The former general secretary of the Anglican mission agency Crosslinks, Bishop John Ball, has died at the age of 81 after a period of illness, his family have announced. During his ministry, John Ball served as the assistant bishop of the Diocese of Central Tanganyika, part of the Anglican Church of Tanzania; and upon his retirement served as an honorary assistant bishop in the Church of England’s Diocese of Chelmsford.
Bishop John saw his task as a missionary of “working himself out of a job” by creating a scenario where his work could be taken over by an indigenous African, his family said. This he achieved in his first missionary post, as a youth worker in Eldoret, in Kenya’s Diocese of nakuru; and in subsequent posts, including the manager of the Province of Kenya press and at the parish of Karen in Nairobi, where he was the last white vicar.
His time as the vicar of St Matthew’s Church in Eldoret, was “the first time we black people had been allowed in the vicarage here” a local resident told him when he returned for a visit 30-years-later. “Of course John would never have expected them not to come in,” his family said. “They were his brothers and sisters and the people God had called him to love.”
Bishop John was responsible for transforming the former Bible Churchmen’s Missionary Society to Crosslinks, in recognition that all people were valued and loved by God. “He believed that our Christian brothers and sisters from other cultures were able to be partners in mission just as effectively and sometimes more so than we from the white west,” his family said.
“His desire to bring people within the Good news of Christ’s love for them . . . drove him, often it seemed, to do three jobs at a time he worked so hard and give himself in so many ways to so many people,” they said.
The current mission director of Crosslinks, the Revd Canon Andy Lines, said that he regularly turns to Bishop John’s hand-over notes even though “I was not the one he was handing over to!”
He said that he was “still discovering ways, policies and processes that were put in place during John Ball’s tenure as general secretary, now more than twenty years ago.
“John and [his widow] Anne’s influence on the society has been massive and he established relationships in the UK, Ireland and around the world that I have benefitted hugely from. I will miss his wisdom and support but will continue to benefit from the fruit of his service to his Lord.”
His family said that “John would never have imagined himself becoming a bishop and the suggestion of going back to Africa and taking a job which an African could have done we believed vexed him. But he was willing to listen to God’s call and to realise that the post of assistant bishop in the Diocese of Central Tanganyika was one where he could serve out his working life effectively and well in a way which enabled the African Church and African Christians to grow in their faith and love for God.”

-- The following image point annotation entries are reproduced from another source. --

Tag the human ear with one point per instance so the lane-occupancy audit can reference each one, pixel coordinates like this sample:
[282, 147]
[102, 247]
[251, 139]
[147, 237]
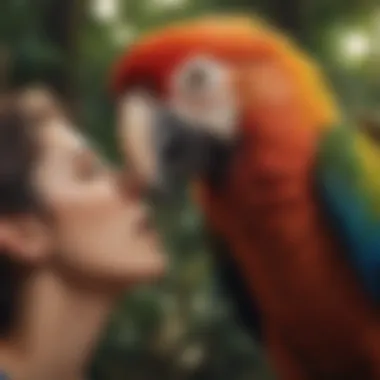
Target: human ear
[26, 238]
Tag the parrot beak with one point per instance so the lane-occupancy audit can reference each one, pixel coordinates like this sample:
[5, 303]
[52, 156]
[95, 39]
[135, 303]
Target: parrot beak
[162, 148]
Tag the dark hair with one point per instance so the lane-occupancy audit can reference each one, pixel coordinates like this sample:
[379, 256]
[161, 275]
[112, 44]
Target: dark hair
[18, 152]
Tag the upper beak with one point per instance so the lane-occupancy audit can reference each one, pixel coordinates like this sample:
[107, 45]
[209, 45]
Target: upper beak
[162, 149]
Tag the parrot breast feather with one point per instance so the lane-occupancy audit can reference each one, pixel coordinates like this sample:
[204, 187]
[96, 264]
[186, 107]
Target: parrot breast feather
[349, 181]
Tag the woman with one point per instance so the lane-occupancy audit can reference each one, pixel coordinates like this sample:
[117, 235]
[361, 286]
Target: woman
[73, 237]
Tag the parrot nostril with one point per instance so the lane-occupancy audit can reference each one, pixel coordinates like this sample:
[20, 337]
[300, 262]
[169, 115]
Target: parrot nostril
[173, 151]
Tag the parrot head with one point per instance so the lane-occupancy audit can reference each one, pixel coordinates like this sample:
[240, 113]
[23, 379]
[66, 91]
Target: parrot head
[188, 94]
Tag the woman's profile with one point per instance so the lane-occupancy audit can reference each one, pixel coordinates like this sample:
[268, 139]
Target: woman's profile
[73, 236]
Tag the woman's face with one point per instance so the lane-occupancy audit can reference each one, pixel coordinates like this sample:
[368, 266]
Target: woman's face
[99, 227]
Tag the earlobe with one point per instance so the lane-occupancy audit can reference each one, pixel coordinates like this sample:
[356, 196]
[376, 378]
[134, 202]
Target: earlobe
[26, 238]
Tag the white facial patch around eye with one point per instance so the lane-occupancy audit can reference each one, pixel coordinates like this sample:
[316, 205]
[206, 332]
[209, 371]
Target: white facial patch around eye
[203, 94]
[136, 118]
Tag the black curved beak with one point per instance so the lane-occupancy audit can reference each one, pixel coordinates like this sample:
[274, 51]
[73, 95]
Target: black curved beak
[181, 149]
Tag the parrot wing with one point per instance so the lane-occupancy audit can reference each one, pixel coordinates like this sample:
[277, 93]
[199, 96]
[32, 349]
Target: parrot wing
[234, 287]
[348, 180]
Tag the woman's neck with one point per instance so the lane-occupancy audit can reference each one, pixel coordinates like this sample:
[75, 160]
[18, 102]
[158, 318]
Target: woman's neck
[60, 326]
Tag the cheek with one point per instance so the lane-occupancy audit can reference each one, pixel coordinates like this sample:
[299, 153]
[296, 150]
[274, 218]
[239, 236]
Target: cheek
[87, 215]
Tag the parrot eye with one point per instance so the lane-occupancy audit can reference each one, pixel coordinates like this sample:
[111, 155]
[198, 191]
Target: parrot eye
[199, 75]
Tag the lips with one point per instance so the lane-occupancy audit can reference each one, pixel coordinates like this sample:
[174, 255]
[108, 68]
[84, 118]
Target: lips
[144, 223]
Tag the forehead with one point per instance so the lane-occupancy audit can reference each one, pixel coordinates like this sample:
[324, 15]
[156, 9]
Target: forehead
[153, 58]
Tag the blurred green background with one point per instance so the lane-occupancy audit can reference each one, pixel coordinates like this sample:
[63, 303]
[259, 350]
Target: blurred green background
[181, 328]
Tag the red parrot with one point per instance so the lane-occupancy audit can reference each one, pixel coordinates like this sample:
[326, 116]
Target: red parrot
[286, 190]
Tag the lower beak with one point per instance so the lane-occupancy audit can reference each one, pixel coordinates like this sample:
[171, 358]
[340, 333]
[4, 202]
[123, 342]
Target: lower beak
[181, 151]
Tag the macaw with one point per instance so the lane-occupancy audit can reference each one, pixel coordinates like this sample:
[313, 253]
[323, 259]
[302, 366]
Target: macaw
[289, 190]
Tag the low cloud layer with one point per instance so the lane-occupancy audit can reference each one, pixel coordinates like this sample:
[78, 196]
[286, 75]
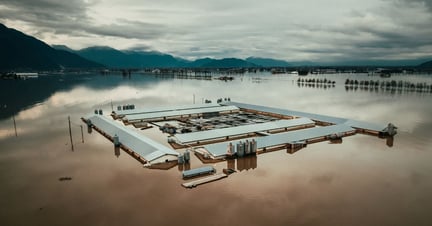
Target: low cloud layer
[292, 30]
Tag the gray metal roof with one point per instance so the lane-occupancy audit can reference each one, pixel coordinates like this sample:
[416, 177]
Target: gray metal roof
[144, 146]
[316, 117]
[239, 130]
[198, 171]
[164, 108]
[365, 125]
[291, 137]
[155, 115]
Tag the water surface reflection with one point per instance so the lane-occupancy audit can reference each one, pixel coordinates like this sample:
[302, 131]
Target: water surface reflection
[359, 182]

The Vicar General of the Diocese of Central Tanganyika, the Revd Canon George Chomolla, paid tribute to Bishop John. “As a diocese we remember the extra-ordinary ministry of Baba and Mama Ball during their life in the diocese. . . their many visits and confirmation safaris. We feel humbled by their service.”
Upon his retirement in 2000, he served the Diocese of Chelmsford in a voluntary capacity; both as an honorary assistant bishop in the diocese and as a preacher at the city’s Holy Trinity Church. Plans are still being made for his funeral, which will be held at Holy Trinity.
Bishop John Ball (11 December 1934 to 5 September 2016) leaves his wife Anne and their three children Mary, Philip and David.